Try to innovate not imitate. Now you've got the idea, can you do it even better, add more value?

Your competitors might not have rights over their actual ideas, but remember the rules on patents, copyright and design rights.

What they're doing worse than you:
Exploit the gaps you've identified. These may be in their product range or service, marketing or distribution, even the way they recruit and retain employees.

Renew your efforts in these areas to exploit the deficiencies you've discovered in your competitors.

But don't be complacent about your current strengths. Your current offerings may still need improving and your competitors may also be assessing you. They may adopt and enhance your good ideas.

What they're doing the same as you:
Why are they doing the same as you, particularly if you're not impressed by other things they do? Perhaps you both need to make some changes.

Analyse these common areas and see whether you've got it right.

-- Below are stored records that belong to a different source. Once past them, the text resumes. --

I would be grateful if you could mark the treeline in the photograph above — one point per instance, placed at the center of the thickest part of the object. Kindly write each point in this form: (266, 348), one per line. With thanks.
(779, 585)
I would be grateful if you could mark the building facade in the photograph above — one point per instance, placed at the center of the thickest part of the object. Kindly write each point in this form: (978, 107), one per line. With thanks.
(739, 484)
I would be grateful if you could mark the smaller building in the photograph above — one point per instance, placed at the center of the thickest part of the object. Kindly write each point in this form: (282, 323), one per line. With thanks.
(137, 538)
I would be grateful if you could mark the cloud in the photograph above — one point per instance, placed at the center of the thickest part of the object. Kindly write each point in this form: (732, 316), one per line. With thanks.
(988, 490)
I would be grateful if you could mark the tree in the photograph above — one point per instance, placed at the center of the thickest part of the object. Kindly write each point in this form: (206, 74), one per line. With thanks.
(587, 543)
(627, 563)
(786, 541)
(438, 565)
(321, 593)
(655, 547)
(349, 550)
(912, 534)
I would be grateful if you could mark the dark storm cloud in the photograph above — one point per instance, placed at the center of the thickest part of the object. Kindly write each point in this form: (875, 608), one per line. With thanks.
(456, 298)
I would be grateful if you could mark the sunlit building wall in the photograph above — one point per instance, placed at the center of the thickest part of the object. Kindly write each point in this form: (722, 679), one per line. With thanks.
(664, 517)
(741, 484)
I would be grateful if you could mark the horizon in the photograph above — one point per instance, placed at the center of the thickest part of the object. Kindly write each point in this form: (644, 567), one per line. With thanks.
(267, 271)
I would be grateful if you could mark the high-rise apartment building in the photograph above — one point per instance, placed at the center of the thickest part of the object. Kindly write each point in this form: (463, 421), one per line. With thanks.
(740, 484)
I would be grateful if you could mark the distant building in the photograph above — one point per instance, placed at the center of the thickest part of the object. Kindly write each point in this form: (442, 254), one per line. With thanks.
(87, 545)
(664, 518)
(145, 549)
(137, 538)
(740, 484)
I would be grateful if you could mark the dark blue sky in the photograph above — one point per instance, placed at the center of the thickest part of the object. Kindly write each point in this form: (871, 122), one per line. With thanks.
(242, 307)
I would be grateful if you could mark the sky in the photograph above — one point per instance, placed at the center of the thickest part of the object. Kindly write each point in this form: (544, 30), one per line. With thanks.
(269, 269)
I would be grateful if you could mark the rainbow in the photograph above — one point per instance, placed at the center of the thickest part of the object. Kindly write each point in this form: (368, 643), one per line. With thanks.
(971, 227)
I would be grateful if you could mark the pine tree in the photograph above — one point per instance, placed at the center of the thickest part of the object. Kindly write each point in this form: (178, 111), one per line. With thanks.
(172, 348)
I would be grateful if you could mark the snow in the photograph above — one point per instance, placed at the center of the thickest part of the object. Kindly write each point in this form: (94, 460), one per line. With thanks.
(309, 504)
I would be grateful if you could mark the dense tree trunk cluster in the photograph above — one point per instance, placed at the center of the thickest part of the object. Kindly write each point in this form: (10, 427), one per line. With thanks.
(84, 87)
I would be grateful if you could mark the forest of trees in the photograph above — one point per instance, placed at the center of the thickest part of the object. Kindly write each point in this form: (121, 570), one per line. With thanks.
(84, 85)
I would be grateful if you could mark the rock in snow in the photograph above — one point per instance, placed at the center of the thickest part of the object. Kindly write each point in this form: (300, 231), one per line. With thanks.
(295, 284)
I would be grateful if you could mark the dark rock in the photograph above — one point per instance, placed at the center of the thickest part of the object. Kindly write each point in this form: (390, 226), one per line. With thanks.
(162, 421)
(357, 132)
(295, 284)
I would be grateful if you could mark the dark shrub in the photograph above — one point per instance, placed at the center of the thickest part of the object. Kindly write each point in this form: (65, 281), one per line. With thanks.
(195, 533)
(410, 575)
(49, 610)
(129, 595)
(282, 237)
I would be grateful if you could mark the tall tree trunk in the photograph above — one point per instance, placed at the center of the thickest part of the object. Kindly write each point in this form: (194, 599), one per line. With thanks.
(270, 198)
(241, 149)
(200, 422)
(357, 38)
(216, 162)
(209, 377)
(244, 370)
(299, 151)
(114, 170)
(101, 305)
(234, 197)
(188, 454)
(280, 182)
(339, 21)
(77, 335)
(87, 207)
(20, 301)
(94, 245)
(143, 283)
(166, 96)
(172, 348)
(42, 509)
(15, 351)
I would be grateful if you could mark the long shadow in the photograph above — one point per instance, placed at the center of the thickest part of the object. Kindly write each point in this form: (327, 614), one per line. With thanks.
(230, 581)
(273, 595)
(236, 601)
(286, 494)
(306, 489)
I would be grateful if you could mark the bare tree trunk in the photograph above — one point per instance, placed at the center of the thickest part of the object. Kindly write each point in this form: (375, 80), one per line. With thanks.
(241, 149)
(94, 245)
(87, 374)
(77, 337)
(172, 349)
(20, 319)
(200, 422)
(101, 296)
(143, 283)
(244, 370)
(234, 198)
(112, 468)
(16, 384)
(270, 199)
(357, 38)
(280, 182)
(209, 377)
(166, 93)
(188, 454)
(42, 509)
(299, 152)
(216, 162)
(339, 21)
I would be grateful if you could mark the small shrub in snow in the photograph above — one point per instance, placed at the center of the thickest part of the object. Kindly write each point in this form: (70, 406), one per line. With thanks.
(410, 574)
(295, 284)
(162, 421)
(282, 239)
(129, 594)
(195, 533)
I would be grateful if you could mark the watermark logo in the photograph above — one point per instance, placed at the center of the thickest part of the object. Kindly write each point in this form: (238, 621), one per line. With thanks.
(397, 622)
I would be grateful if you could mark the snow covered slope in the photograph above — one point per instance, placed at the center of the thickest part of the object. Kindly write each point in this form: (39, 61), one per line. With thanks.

And even if you have, your competitor may be planning an improvement.

Here's how competitive analysis gives this business an edge:

Instalec Ltd is an established electrical contracting business, based in Luton. Director Lesley Jeffs began using regular competitive analysis as a business development tool four years ago. Combining a number of methods, the analysis continues to drive improvements across many areas of the business.

What they did

Assess the competitive landscape
"Attending a seminar on business development was the starting point for our competitive analysis. The speaker, from a company called DSP Solutions, was inspirational. We signed up for bi-monthly coaching that included an assessment of our competitive landscape.

"There are literally hundreds of electrical contractors in our area, so we couldn't hope to analyse them all. DSP helped us to identify our key competitors and draw up a list of what we wanted to know about them. The list included customer service, pricing, employment practices and staff qualifications. These were all areas where we felt we had an advantage, but we needed to quantify it."

Gather information
"The first thing we did was a telephone survey. We called competitors to assess their response times and the overall impression given. We also requested copies of their company literature. You can assess the quality of the literature, and it's a good test of efficiency to see how quickly it arrives.

"Websites proved another simple way to gather information, as did trade journals, local newspapers and our local Chamber of Commerce. Customers and suppliers can also tell you a lot and talking to them doubles as a networking exercise that helps to build relationships."

Act on the analysis
"Our analysis has given us an edge in so many areas. For example, recruiting qualified staff is a big issue. Looking at competitors' recruitment ads and rates of pay has helped us refine our own procedures in order to attract the best people.

"We also found that many competitors performed poorly in answering phones and returning calls. In response, we've made sure that our own phones are always manned and that missed calls are returned promptly.

"We benchmark our performance and review our analysis at management level every six months. Our employees are kept up to date too. It's important that staff know why you're doing analysis and how they can help.

"The competitive landscape is always changing, so you have to keep your analysis up to date. We monitor new competitors via the local press and industry contacts, as well as keeping a close eye on established competitors."

What we would do differently

Do it sooner
"Now that we take competitive analysis seriously, it's hard to imagine how we managed without it. I wish we'd done it sooner."

Have more confidence
"In the early days, we often felt nervous about asking for information, particularly from customers. We've learnt that as long as you're professional and uses the information to improve your service, most people are happy to help."